The building, at 65-54 Austin St., has expansive views of the Manhattan skyline and contains five studio, 30 one-bedroom and 15 two-bedroom apartments for households earning up to 80 percent of the area median income, or $61,440 for a family of four. About 10 units are set aside for tenants earning no more than 80 percent of the area median income.

Residents will pay about $1,275 for a studio, $1,525 for a one-bedroom and $1,995 for a two-bedroom.

“This is an exciting time,” Community Board 6 Chairman Joseph Hennessy said. “Affordable housing is so much desired and so much needed here in Queens.”

The complex is enrolled in the state Energy Research and Development Authority’s multi-family building performance program, which requires developments to meet high standards of energy efficiency. For example, each unit has an individual, high-efficiency exhaust fan and insulated glass windows help to lower cooling costs in the summer by reducing the amount of air conditioning needed.

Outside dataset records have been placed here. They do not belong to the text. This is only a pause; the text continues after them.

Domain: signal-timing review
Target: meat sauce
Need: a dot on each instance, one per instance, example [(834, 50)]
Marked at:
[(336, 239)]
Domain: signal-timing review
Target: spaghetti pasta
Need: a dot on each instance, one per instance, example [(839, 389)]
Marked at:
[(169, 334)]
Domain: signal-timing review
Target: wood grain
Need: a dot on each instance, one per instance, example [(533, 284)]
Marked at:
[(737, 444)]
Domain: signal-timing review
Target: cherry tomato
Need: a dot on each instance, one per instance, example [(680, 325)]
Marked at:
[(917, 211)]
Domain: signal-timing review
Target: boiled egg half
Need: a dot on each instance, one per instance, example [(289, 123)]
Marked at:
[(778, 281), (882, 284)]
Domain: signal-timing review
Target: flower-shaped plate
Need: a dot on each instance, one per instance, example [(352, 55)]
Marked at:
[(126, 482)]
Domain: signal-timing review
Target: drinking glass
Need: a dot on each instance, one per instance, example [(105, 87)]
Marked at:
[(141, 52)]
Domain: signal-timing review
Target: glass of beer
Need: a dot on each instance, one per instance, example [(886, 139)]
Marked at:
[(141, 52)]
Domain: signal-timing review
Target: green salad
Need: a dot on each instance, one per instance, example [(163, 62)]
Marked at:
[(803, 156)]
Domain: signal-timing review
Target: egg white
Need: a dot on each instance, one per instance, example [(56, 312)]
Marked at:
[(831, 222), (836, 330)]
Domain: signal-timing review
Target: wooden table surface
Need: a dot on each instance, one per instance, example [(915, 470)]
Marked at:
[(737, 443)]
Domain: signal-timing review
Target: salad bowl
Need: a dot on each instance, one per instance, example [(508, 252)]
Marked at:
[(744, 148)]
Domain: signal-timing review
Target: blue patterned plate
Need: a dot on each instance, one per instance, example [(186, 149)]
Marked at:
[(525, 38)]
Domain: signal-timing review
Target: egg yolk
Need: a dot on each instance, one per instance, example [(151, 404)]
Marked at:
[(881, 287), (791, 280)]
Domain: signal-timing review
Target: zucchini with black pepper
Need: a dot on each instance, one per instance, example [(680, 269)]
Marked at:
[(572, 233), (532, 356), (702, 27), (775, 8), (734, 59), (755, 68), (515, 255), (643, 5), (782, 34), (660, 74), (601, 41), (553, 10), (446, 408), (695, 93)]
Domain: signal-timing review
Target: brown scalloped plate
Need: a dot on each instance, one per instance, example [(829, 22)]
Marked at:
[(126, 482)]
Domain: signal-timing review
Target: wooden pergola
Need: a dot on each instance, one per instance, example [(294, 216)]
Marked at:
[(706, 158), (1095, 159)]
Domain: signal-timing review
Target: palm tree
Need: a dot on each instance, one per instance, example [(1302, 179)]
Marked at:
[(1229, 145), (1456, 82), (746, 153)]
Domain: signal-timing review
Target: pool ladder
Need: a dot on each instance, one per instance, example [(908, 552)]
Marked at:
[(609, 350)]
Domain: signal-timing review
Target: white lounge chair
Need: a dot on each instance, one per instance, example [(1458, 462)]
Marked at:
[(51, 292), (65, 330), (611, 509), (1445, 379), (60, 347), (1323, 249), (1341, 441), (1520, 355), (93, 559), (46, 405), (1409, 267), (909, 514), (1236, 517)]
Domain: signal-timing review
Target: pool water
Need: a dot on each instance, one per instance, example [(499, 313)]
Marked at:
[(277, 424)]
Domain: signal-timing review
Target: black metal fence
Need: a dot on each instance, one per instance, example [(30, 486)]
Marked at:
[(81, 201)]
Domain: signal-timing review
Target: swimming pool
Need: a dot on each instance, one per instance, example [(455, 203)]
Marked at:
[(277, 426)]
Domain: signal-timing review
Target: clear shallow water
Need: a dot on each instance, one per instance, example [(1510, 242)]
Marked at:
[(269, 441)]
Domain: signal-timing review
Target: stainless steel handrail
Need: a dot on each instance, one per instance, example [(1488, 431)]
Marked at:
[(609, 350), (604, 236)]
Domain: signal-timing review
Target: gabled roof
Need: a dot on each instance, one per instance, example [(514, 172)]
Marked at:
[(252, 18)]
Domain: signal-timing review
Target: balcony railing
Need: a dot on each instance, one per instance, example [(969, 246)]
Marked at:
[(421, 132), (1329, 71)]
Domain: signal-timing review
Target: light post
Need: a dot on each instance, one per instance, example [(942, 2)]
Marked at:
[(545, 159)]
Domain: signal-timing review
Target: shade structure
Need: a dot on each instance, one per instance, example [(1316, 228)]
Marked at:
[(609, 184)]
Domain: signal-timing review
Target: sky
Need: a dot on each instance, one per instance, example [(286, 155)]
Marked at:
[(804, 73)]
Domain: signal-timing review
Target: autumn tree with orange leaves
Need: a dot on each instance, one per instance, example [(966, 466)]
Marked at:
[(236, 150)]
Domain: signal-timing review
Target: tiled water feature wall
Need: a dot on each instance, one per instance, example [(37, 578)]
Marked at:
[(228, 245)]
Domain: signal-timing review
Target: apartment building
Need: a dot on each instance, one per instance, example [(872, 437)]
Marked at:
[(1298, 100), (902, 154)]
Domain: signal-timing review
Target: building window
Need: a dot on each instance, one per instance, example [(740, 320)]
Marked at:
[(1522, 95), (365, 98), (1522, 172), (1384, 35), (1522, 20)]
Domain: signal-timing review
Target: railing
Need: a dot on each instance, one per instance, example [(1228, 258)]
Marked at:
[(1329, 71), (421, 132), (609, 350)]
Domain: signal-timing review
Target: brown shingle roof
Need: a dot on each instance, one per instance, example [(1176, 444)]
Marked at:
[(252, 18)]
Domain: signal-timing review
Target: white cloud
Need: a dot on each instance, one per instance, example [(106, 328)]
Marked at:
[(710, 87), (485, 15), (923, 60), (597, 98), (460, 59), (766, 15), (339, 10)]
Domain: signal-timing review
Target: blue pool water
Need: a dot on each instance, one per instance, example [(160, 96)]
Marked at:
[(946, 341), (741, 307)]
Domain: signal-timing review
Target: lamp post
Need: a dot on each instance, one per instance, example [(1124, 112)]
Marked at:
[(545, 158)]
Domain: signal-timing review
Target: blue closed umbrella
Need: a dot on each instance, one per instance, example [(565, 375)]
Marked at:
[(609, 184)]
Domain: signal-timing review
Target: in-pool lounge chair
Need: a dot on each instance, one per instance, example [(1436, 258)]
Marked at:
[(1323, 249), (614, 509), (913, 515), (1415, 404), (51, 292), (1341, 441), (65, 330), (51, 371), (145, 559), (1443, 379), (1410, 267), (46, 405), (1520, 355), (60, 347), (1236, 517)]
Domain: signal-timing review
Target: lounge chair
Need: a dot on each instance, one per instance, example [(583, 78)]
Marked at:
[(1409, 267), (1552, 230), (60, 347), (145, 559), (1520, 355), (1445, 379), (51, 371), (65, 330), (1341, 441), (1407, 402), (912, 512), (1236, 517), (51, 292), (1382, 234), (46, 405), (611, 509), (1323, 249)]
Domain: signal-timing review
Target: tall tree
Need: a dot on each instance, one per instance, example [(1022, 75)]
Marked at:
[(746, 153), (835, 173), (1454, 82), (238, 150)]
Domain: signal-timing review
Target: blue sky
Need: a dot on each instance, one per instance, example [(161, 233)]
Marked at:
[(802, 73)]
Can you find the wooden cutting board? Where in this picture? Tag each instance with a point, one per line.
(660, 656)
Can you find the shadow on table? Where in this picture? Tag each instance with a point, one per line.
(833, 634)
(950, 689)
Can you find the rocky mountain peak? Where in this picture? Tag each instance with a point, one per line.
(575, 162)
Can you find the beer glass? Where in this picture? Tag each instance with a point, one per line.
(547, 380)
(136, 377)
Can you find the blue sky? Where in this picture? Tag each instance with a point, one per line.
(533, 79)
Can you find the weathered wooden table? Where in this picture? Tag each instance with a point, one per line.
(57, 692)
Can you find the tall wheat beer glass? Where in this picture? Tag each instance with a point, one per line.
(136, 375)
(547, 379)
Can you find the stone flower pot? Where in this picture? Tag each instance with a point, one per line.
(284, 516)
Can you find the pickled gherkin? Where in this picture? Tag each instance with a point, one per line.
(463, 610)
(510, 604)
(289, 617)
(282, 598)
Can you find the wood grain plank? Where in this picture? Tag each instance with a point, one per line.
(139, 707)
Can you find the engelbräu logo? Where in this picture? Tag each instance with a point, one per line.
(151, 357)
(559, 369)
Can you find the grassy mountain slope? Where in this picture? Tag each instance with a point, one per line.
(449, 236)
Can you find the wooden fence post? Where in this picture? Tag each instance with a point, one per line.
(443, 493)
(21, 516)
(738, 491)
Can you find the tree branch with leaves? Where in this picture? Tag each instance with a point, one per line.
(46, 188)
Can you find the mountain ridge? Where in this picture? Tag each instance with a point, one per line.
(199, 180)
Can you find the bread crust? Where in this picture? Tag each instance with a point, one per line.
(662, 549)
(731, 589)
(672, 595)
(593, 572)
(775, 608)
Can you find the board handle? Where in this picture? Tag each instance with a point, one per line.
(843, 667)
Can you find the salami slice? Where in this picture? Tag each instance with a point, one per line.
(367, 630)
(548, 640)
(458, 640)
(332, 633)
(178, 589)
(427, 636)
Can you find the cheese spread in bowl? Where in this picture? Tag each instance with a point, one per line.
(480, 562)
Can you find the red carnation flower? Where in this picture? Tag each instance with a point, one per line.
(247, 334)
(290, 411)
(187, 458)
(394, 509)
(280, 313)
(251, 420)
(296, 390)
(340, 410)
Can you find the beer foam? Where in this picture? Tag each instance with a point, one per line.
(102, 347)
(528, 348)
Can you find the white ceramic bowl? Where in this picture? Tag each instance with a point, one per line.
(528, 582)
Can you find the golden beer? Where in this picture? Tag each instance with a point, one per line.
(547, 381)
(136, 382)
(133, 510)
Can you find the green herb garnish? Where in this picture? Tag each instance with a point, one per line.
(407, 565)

“This building is about 25 times more efficient than code,” said Luke Falk of NYSERDA.

Eric Bluestone, principal of The Bluestone Organization, said his development company has long worked to bring affordable housing to Queens. His grandfather, Jacob Bluestone, started the company in Flushing and sought to build “workforce housing for the people of Queens.” The Andrew is the 13th building the group has developed in Queens.

“Affordable housing has been a mission for us,” Bluestone said. “The rents in this part of Queens have outpaced most people’s ability to pay for them.”